Гарри качнул головой, видимо, тоже недоумевая.

— Я до сих пор не понимаю, как вы смогли сойтись. Ты — героиня войны, он — убийца и бывший последователь Волдеморта. Вы были слишком разными до встречи, но после нее превратились в чертовых близнецов! Вы одевались одинаково, обсуждали одни и те же темы — политика, благотворительность, искусство, книги. Вы, блять, двигались в унисон! И я клянусь тебе, что я не знаю, как это произошло.

— И вы не пытались отговорить меня от отношений с ним?

— Пытались, конечно. Но все было бессмысленно. Ты защищала его так яростно, что мы сдались. И я был растерян, ведь он оставался все тем же холодным, жестоким ублюдком, каким я всегда его видел. Только теперь он еще был чуть ли не профессиональным убийцей, который во время войны выполнял задания Волдеморта со страстным рвением и переметнулся на сторону победителей только ради того, чтобы выжить, а не из-за смены мировоззрения.

Гермиона поежилась от услышанного, но промолчала.

— Мы с Роном пытались убедить тебя, что он — не твой вариант. Что он сломает твою жизнь, разобьет тебе сердце. Но ты отвечала, что он никогда не причинит тебе вреда. И во многом так и было. Ты была единственной, на кого он смотрел хоть сколько-нибудь тепло. Он тебя слушал и уважал, поощрял все твои начинания и подпитывал амбиции. И пока ты шла к должности министра походкой Наполеона, Малфой просто стоял за твоим плечом с видом человека, который охраняет свое сокровище от любых посягательств. Мы перестали общаться из-за него, Гермиона. Он никого к тебе не подпускал. Я уверен, что это он убедил тебя отдалиться от нас и увел в собственный круг общения. Ты, блять, подружилась с Паркинсон, Забини и Ноттом, представляешь?

Это признание сильно удивило Гермиону. Неужели дошло до такого?

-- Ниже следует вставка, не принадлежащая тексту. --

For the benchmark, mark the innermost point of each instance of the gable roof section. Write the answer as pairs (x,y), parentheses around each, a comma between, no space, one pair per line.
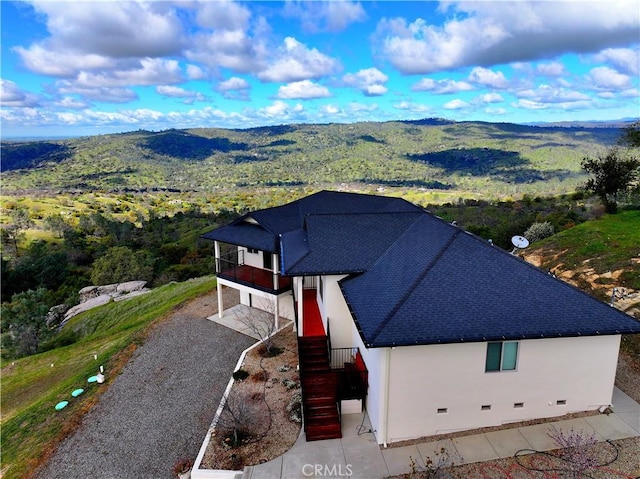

— До апрельского происшествия я видел тебя только в газетах и раз в месяц в Министерстве. Наше общение было на уровне «привет-пока». Вот, что он сделал с тобой. С нами. И да, я ему не доверяю. Не после того, как он устроил массовое убийство с расчлененкой в собственном доме и голыми руками перебил отряд авроров. Что, если это в действительности он стер вам обоим память, чтобы скрыть нечто ужасное? Что, если это он, обезумев, наложил на тебя то темное проклятие, которое тебя чуть не убило? Ты была в коме пять месяцев!

Закрыв глаза, Гермиона сделала медленный выдох, чтобы успокоить разбушевавшиеся нервы.

— Гарри, я знаю, что ты беспокоишься обо мне. И я благодарна за твою заботу, но…

— Ты все равно к нему пойдешь, — фыркнул он с безнадежным видом.

— Да, потому что мне нужны ответы.

— Их у него нет. Я тебе сказал, что Малфой, как и ты, ничего не помнит. Он отказывается сотрудничать со следствием. Его пытались допросить с помощью легиллименции, но он оказался великолепным окклюментом. В его разум не пробиться. Нам удалось выбить из него признания о том, что в его памяти отсутствуют последние пять лет, только под пытками и сывороткой правды. Не имеет никакого смысла ждать от него ответов.

— Позволь мне самой судить, в чем есть смысл. Я именно его и хочу найти. Проклятый смысл! Иначе я просто сойду с ума…

— Что я могу для тебя сделать, Гермиона? — Гарри неохотно признал себя побежденным в споре. — Разреши мне пойти с тобой, пожалуйста.

— Просто организуй мне встречу с Малфоем, Гарри. Как можно скорее.